In a recent note, he pointed out that in March, the mean ratio between the S&P 500 SPX and gold (GC00) dropped to around 1.9 times. That's how many ounces of gold it would take to buy the index. That compares to 2.3 times in December 2024 and a cyclical peak of 2.5 times last February, said Doshi.
The ratio of the S&P 500 index to the price of gold indicates how many ounces of gold it would take to buy the index.
On Tuesday, gold for April delivery (GCJ25) settled at $3,025.90 an ounce on Comex, up $10.30, or 0.3%. The front month contract traded higher so far this year and marked a record-high settlement of $3,043.80 on March 20. The S&P 500 index in Tuesday trading was down by less than 0.1% at 5,765.94, and has declined year to date.
Gold has outperformed U.S. stocks so far this year, with the three-month rate spread between the two asset classes marking their most significant gap in over two years, according to Dean Christians, senior research analyst at SentimenTrader, in a recent note.
"Traders are seeking hedges against perceived economic and geopolitical risks," said Doshi, noting that "elevated U.S. and foreign policy uncertainty has prompted weaker consumer sentiment, could challenge business investment, and supported higher inflation survey readings." U.S. data from the Conference Board Tuesday showed that the survey of consumer confidence fell to a more than four-year low of 92.9 this month, from 100.1 in February.

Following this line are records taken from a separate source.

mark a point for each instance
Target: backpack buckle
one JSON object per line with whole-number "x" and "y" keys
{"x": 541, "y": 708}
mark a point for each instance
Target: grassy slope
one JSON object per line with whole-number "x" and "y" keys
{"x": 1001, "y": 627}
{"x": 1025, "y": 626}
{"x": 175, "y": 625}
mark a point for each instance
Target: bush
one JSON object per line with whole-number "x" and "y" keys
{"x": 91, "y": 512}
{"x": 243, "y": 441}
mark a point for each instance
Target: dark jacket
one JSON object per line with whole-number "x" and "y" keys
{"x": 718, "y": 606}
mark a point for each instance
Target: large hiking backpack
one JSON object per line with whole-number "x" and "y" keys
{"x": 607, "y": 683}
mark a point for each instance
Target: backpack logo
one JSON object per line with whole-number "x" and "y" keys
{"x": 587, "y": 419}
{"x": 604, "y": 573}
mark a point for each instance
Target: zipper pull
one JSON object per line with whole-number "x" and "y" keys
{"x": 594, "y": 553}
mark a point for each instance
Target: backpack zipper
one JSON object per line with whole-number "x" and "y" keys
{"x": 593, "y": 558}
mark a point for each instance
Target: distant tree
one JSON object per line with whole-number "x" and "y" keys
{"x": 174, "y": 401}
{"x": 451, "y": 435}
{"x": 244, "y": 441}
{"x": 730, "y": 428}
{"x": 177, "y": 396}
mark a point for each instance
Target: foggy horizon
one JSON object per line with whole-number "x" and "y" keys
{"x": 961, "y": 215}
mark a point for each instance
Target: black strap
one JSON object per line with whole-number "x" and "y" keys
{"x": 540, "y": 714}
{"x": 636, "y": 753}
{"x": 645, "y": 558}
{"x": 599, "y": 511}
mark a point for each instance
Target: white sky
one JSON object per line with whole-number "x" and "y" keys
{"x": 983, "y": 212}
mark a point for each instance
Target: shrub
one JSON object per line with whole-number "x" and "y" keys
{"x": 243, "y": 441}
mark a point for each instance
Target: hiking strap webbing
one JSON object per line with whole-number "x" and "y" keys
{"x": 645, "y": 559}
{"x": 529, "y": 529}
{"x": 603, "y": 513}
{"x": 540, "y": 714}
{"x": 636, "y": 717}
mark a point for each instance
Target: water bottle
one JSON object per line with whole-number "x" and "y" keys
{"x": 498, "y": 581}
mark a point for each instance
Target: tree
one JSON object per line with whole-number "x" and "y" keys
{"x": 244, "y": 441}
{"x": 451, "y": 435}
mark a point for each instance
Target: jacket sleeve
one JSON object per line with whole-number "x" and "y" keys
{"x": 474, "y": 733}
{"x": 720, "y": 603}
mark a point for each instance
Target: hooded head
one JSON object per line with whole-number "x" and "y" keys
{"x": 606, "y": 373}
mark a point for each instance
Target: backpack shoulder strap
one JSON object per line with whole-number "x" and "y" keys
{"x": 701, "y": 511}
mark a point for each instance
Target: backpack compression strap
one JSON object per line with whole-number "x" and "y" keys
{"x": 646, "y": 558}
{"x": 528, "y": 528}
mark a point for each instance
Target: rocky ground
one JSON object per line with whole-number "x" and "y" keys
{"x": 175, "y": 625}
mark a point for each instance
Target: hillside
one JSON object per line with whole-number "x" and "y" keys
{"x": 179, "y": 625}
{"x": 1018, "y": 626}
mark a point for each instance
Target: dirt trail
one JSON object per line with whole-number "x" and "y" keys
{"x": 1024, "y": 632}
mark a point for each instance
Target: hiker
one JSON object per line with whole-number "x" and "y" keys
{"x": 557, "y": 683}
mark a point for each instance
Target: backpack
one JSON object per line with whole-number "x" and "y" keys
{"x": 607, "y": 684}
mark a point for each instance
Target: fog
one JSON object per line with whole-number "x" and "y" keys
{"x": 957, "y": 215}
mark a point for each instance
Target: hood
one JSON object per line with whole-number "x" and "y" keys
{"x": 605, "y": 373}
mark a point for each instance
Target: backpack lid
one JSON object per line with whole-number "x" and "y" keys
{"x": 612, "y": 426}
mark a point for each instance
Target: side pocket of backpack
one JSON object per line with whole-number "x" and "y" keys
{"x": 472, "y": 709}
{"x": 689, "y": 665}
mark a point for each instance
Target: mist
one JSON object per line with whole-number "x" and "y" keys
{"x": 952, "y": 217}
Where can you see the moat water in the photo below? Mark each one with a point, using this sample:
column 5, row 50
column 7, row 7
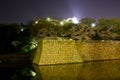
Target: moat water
column 100, row 70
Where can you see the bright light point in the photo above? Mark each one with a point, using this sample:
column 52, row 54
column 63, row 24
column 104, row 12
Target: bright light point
column 75, row 20
column 62, row 23
column 22, row 29
column 36, row 22
column 93, row 24
column 48, row 19
column 33, row 73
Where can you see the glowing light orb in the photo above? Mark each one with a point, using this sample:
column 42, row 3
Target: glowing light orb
column 75, row 20
column 22, row 29
column 93, row 24
column 36, row 22
column 48, row 19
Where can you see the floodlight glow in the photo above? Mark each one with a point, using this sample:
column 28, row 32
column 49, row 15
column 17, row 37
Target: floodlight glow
column 48, row 19
column 22, row 29
column 75, row 20
column 36, row 22
column 93, row 24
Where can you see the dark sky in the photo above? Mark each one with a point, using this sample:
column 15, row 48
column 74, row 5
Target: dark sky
column 22, row 11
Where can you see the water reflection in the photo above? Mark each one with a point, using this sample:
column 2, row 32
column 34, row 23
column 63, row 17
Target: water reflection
column 102, row 70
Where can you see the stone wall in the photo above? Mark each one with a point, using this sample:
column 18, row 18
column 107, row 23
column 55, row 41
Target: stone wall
column 99, row 50
column 56, row 52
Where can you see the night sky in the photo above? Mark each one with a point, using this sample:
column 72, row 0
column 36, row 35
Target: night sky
column 22, row 11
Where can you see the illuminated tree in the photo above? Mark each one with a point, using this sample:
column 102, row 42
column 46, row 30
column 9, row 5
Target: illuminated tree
column 88, row 21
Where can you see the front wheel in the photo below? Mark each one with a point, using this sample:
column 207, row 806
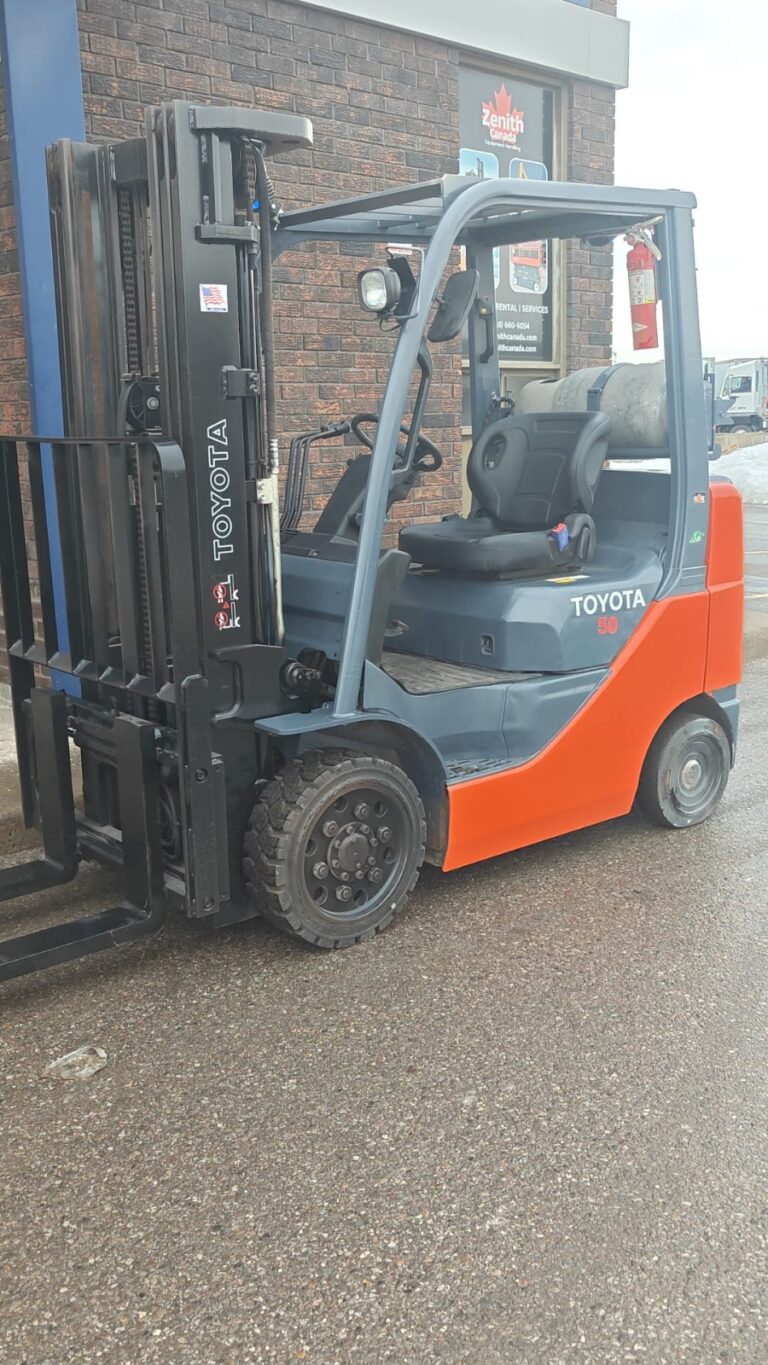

Time will tell whether the recent move in the S&P 500/gold ratio is a "real warning sign for the U.S. and global economy or a temporary positioning blip," he said. It's too early to tell if the recent decline in the ratio is a "structural trend."
The S&P 500 index in gold terms, however, has bounced off its March lows heading into the end of the first quarter, said Doshi. It could be the case that investors wanted to "de-risk and reduce leverage towards U.S. equities and add some positioning to a lower volatility asset like gold, so some of this might be driven by positioning and reallocation capital."
He cites the roughly 15% year-to-date rally in spot gold, meanwhile, to record levels north of $3,000 an ounce to both "physical and financial drivers."
A recovery in China's retail gold demand following the pandemic and ongoing emerging market central bank purchases of the metal have been "critical" in structurally supporting higher bullion prices, he said. The most important bullish factor this year, however, has likely been the surge in gold exchange-traded fund inflows, with western investors reversing a 3.5-year de-stocking cycle and increasing physical consumption through the gold ETFs for the first time since 2020, said Doshi.
All told, he said he finds the recent break lower in U.S. equities versus gold an interesting development, and one of the many data points, he wants to monitor as the market narrative evolves.